Stopping alongside the curb, the police officer turns back. He already told her that since there is no indication of abduction, the NYPD can’t do anything. This is still the land of the free. Free to come and go, to hide and seek.

“Can’t you make an exception?” Rachel asks. “Because something’s really wrong.” Her hand still shades her eyes, and she can’t read his behind those sunglasses. “I checked back at the hotel, the restaurant. I don’t know what else to do.”

“You might want to stop at the Precinct to file a Missing Person Report.”

“A report.” It begins to feel like all this, this insistence to authority, this nerve, like it’s all been summoned for nothing. Like she’d taken a deep breath but never dove in. Sara Beth could be three states away by the time a report is filed. A stream of cars moves by and she steps closer to the curb, daring to reach up and grip the horse’s leather bridle, not letting them slip away again until she is finished. The soft warmth of the horse presses against her fingers.

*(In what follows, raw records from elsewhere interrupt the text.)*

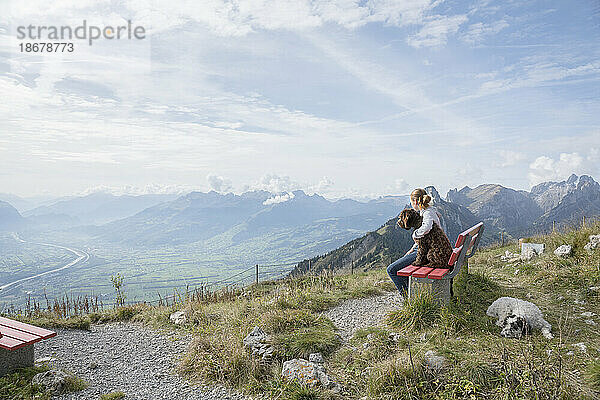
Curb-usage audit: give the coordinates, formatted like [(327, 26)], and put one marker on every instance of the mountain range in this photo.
[(514, 212), (299, 224)]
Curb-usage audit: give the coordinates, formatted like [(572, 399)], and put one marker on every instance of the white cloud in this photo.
[(436, 30), (477, 32), (545, 168), (275, 184), (401, 185), (218, 183), (238, 18), (508, 158), (323, 184), (280, 198)]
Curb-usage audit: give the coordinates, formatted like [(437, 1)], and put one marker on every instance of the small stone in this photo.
[(593, 243), (564, 250), (53, 381), (537, 248), (178, 318), (434, 363), (528, 254), (581, 346), (304, 371), (45, 360), (316, 358), (394, 337)]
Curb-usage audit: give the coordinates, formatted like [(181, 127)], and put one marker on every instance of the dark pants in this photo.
[(401, 282)]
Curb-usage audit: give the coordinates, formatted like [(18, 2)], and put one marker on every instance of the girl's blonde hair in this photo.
[(421, 198)]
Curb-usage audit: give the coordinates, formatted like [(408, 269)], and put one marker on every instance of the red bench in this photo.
[(440, 279), (16, 344)]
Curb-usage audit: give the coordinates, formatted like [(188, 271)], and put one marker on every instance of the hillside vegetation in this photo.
[(376, 364), (386, 362)]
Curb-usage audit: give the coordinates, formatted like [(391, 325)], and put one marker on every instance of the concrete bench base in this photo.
[(439, 287), (13, 359)]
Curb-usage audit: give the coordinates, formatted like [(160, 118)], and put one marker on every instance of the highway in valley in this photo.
[(81, 257)]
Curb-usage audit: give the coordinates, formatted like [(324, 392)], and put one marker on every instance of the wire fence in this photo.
[(199, 288)]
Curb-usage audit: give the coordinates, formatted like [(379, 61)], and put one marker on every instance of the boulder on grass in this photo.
[(308, 373), (593, 244), (178, 318), (259, 343), (564, 250)]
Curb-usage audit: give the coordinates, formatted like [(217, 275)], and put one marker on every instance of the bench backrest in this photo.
[(466, 244)]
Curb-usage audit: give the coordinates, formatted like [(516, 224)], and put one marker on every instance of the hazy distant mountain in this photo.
[(567, 202), (190, 218), (388, 243), (201, 216), (98, 208), (23, 204), (10, 219), (522, 213), (506, 209)]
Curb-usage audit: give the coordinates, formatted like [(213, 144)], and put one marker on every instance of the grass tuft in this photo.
[(417, 313), (113, 396)]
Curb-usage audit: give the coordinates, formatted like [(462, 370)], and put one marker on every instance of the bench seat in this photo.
[(15, 334), (440, 279), (16, 344)]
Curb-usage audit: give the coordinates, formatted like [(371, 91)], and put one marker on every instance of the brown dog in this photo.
[(434, 248)]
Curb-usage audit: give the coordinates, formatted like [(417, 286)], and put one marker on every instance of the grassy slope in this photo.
[(481, 364)]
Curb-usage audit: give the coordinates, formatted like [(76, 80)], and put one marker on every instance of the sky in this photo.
[(345, 98)]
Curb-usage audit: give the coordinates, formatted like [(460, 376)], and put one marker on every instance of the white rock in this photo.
[(316, 358), (307, 373), (537, 248), (433, 362), (178, 318), (564, 250), (581, 346), (528, 254), (45, 360), (593, 243), (259, 343), (54, 381)]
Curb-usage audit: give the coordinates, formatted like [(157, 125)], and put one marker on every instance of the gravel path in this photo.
[(355, 314), (126, 357)]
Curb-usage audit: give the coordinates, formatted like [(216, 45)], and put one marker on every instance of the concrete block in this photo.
[(440, 288)]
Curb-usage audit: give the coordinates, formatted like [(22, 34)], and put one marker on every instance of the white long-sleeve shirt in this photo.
[(430, 216)]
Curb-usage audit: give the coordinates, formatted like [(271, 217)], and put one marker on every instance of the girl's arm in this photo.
[(425, 226)]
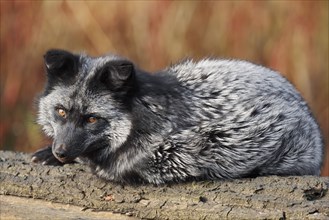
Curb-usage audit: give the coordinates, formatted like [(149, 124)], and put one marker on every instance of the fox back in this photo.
[(212, 119)]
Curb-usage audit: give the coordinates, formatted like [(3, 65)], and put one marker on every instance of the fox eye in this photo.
[(91, 119), (61, 112)]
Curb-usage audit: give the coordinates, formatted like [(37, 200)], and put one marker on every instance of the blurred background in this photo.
[(287, 36)]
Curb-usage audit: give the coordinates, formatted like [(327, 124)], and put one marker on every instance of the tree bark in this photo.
[(273, 197)]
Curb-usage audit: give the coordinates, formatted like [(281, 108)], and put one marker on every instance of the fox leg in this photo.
[(46, 157)]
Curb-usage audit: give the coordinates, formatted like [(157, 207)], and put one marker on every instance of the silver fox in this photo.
[(212, 119)]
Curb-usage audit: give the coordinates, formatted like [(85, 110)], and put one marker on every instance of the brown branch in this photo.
[(263, 197)]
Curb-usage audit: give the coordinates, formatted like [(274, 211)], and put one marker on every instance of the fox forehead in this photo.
[(89, 65), (80, 98)]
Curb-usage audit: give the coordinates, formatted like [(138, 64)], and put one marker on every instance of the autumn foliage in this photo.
[(288, 36)]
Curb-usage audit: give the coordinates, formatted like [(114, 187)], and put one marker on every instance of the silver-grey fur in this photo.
[(212, 119)]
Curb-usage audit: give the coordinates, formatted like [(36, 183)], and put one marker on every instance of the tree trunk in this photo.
[(271, 197)]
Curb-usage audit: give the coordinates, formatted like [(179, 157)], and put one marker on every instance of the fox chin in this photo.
[(206, 120)]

“Listen. She’s my best friend. And only an hour ago, I was sitting in a perfectly charming restaurant when the maitre d’ handed me a note. We came to the city for our fortieth birthdays. A girls’ weekend out, you know? Sara Beth left the table to use the Ladies’ Room and never came back.” Rachel’s free hand feels around deep in her shoulder bag and pulls out the folded square of paper. “It’s all in her note. Something about her life not being right, and before she goes back to it, she has to find some answers. Here, of all places.”

She looks over her shoulder back toward the restaurant, still clutching the bridle. It’s easy to not recognize someone out of context, out of their normal place beside you thumbing through boho tunics on the rack, standing behind you at Dean & Deluca, jogging through the park. Is Sara Beth close by?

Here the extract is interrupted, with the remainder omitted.